Pew Charitable Trusts gave her a $5 million annual grant for the project. Already, anti-treaty forces financed by industry and pro-treaty forces from the environmental movement are spending millions of dollars each year in a debate over climate change that is sometimes fraught with exaggeration and even outright distortion of the science and economics of the issue.

"It's a big grant, it's a big bet and it's a big problem," said Pew president Rebecca Rimel. "There is probably no bigger issue facing the country and the globe, and the time to act is now, because the longer we procrastinate, the bigger the problem grows."

Besides the Pew project's financing, about half of which will be spent on advertising, Ms. Claussen won endorsements from a group of large companies with annual revenues in the hundreds of billions of dollars. Their support is meant to signal divisions within big business over the effect of climate control measures that opponents say could wreck the economy by forcing deep cuts in the use of fossil fuels.

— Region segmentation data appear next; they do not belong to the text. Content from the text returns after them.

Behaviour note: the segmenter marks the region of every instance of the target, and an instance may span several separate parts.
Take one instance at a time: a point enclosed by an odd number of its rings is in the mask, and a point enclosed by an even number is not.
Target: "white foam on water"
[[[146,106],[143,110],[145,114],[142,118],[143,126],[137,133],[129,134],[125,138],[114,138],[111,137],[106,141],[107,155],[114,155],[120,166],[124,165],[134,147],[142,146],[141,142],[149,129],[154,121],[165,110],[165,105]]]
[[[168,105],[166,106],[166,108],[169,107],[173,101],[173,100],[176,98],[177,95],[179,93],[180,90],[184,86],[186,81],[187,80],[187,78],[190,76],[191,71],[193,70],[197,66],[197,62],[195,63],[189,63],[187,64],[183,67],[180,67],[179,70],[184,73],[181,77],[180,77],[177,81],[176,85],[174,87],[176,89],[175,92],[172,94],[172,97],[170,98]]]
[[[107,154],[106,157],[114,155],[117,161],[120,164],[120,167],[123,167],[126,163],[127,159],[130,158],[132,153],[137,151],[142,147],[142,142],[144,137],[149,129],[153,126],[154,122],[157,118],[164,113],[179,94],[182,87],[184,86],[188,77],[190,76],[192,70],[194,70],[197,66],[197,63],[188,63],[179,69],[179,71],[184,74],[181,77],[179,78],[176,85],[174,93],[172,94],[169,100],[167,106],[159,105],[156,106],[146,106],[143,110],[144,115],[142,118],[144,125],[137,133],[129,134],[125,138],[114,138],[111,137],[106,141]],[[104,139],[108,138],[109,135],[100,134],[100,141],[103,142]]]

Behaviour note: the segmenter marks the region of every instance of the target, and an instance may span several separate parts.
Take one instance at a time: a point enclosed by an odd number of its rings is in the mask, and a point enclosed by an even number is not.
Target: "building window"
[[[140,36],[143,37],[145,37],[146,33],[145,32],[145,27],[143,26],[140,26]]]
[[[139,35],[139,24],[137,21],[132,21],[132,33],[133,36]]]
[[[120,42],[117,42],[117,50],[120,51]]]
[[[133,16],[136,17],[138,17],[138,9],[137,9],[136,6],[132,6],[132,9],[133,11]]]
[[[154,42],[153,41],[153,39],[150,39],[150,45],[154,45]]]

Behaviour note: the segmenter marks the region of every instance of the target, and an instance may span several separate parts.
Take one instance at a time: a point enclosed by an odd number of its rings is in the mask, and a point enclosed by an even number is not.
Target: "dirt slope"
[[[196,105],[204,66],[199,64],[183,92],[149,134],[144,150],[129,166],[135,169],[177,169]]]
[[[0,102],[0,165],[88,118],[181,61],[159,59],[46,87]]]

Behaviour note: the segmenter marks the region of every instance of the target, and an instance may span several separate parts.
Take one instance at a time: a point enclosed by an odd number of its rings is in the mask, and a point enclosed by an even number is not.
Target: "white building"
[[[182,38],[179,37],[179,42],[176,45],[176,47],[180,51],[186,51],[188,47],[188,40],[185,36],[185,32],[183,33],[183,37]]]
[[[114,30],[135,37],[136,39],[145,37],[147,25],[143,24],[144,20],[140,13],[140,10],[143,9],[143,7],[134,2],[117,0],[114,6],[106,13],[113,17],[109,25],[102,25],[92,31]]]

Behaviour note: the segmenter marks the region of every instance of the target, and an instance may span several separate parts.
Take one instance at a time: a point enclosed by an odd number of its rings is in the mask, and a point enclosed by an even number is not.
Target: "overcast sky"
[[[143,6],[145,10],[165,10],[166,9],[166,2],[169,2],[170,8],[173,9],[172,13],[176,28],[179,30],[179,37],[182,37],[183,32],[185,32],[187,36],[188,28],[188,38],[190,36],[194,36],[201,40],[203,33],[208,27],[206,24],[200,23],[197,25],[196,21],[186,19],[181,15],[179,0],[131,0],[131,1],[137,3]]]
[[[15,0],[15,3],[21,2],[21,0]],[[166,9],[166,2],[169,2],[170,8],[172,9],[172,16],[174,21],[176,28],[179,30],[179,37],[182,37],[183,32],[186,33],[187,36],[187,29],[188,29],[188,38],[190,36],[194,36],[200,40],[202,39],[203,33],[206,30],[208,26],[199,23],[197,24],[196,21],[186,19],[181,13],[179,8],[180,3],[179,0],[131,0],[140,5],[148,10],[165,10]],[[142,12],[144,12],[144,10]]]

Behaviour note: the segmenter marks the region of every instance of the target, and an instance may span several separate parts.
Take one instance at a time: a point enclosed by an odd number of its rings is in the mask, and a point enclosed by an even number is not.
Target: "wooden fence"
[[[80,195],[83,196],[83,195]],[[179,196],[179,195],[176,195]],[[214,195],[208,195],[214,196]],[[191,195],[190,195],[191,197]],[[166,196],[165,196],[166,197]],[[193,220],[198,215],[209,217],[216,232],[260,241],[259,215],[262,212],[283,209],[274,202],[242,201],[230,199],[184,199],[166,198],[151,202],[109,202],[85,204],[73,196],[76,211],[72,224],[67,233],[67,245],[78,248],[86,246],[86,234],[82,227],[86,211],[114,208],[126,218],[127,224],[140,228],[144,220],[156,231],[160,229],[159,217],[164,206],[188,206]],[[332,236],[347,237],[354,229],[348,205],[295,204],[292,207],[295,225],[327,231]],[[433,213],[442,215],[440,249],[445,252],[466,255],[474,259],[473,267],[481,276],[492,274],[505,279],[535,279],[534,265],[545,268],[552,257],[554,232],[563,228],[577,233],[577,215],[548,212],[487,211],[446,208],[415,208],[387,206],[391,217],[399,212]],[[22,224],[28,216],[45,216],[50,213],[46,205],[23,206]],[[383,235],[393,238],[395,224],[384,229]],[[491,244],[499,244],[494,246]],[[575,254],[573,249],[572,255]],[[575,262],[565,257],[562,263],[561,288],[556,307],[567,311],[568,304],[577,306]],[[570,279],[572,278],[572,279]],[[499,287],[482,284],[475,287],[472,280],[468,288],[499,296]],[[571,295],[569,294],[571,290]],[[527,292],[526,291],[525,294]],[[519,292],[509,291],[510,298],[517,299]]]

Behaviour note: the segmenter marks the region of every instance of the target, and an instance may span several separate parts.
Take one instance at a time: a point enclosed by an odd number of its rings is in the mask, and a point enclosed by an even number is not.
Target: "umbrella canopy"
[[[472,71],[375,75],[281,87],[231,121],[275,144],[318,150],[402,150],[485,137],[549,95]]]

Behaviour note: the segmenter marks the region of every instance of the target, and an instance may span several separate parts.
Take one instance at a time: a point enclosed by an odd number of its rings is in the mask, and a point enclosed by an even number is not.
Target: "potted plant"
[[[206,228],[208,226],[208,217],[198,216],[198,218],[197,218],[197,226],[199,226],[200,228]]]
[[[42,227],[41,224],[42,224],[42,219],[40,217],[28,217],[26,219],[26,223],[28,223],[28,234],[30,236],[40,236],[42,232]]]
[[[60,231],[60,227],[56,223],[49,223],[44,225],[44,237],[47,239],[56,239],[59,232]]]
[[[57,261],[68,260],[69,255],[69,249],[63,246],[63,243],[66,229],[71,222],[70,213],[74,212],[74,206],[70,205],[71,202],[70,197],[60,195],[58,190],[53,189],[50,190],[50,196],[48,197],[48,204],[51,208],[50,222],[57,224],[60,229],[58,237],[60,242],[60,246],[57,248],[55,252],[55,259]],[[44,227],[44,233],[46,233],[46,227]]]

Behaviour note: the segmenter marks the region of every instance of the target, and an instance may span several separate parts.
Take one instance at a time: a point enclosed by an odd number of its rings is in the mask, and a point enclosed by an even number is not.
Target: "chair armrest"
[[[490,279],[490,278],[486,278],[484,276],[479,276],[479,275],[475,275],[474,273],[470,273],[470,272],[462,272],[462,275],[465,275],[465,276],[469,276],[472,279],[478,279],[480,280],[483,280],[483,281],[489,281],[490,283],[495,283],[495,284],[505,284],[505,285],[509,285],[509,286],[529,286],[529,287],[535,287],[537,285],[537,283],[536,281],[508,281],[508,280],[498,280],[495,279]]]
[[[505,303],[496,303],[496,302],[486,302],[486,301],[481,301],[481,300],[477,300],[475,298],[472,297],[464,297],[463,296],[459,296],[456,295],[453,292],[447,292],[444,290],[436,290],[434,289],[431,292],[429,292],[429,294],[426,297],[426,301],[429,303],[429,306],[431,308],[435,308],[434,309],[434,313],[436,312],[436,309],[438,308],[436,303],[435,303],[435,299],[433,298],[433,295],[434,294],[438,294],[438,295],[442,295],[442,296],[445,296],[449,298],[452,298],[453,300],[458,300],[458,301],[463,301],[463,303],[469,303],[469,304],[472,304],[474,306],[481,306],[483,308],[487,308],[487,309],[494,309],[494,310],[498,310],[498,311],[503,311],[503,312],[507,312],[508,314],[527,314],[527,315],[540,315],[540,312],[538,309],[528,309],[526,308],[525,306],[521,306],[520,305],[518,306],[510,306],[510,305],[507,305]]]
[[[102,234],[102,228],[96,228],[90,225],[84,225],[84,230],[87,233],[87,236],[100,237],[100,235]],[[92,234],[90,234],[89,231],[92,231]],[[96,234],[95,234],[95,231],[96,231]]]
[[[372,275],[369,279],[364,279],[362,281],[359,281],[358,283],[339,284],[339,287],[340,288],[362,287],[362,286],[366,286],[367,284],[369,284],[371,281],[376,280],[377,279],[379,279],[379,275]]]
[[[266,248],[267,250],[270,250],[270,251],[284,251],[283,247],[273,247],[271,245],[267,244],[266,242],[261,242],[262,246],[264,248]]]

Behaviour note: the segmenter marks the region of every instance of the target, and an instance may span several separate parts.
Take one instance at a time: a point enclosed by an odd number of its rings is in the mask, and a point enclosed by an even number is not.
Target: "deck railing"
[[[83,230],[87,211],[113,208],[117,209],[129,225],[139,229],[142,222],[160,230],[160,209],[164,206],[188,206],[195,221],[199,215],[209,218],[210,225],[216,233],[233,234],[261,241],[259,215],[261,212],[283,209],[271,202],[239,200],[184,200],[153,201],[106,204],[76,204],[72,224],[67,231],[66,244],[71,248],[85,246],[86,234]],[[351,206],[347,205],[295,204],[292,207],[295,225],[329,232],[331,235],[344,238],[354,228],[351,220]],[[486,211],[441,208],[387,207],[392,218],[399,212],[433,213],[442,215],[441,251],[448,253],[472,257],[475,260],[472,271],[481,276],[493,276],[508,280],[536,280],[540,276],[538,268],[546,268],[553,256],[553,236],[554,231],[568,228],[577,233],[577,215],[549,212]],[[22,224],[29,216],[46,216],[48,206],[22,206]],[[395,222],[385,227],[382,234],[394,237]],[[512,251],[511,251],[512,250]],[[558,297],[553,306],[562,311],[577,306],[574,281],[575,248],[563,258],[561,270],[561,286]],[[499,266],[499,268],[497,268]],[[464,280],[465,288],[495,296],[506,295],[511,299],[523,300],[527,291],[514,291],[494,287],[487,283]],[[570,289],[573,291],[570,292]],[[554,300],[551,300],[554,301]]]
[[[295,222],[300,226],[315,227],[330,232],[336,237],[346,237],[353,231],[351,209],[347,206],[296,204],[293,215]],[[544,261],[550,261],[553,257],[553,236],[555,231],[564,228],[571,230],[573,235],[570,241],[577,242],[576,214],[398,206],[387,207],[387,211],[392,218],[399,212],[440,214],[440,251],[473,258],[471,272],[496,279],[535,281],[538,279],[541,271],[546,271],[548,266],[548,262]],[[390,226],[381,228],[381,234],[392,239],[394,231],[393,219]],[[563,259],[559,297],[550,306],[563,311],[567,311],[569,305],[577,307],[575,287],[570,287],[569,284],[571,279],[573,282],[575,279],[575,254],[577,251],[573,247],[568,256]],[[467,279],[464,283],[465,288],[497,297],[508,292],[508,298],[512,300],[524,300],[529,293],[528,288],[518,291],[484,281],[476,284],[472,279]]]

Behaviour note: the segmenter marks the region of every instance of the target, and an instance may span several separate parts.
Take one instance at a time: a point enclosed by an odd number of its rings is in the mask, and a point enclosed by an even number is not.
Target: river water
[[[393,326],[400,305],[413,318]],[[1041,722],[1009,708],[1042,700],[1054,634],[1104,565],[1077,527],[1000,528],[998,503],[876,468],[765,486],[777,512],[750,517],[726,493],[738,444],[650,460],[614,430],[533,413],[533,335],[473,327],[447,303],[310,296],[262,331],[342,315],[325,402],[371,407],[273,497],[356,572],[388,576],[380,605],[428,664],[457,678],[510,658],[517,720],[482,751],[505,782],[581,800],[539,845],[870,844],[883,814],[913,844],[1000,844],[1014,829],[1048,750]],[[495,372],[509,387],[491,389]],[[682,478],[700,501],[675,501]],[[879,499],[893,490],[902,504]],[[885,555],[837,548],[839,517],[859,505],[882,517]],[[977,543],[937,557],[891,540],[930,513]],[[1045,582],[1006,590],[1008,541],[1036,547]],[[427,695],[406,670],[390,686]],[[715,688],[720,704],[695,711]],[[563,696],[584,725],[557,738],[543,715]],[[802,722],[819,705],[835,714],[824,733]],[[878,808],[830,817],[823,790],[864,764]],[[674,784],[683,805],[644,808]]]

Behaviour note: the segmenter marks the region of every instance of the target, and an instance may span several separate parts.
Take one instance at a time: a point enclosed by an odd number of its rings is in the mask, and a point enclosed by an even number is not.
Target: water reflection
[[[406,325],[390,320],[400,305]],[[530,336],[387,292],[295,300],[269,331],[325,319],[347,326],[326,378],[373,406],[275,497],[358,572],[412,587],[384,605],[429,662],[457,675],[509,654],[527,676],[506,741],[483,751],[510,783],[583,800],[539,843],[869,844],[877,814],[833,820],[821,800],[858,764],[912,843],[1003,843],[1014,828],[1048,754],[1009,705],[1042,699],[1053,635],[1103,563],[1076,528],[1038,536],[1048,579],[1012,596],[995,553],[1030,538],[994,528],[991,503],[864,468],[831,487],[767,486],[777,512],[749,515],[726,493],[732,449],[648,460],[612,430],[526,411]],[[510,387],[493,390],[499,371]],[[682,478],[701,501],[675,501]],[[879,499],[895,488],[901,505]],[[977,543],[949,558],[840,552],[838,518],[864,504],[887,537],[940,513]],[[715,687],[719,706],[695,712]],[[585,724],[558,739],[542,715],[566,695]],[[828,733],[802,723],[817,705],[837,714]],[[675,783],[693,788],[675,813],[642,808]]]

Next week, the new Pew Center on Climate Change will publish an advertisement festooned with the corporate logos of its supporting companies, which include the aerospace giants Boeing and Lockheed-Martin, the Japanese automaker Toyota, the appliance manufacturers Maytag and Whirlpool, the diversified conglomerates United Technologies and 3M, and several big energy companies: British Petroleum, Sun Oil, American Electric Power, U.S. Generating Co., Enron, and Intercontinental Energy.

The companies are not contributing financially to the new center, but they are promising to seek ways to reduce their own emissions and to invest in new, more efficient products and technologies. The advertisement says these companies "accept the views of most scientists that enough is known about the science and environmental impacts of climate change for us to take actions to address its consequences."

A major tenet of some industry groups fighting the Kyoto treaty is that too little scientific evidence has been accumulated to justify the treaty's call for deep reductions in emissions of heat-trapping greenhouse gases. Automobile and energy companies have been among the treaty's biggest opponents.

Ms. Claussen's group does not explicitly endorse the Kyoto agreement, but sees it as "a first step." It has called for more work to put into effect the emissions trading schemes and participation by developing countries that the treaty's negotiators plan to work out later this year in talks in Buenos Aires. The Clinton administration has said there must be progress on these issues before it agrees to sign the treaty.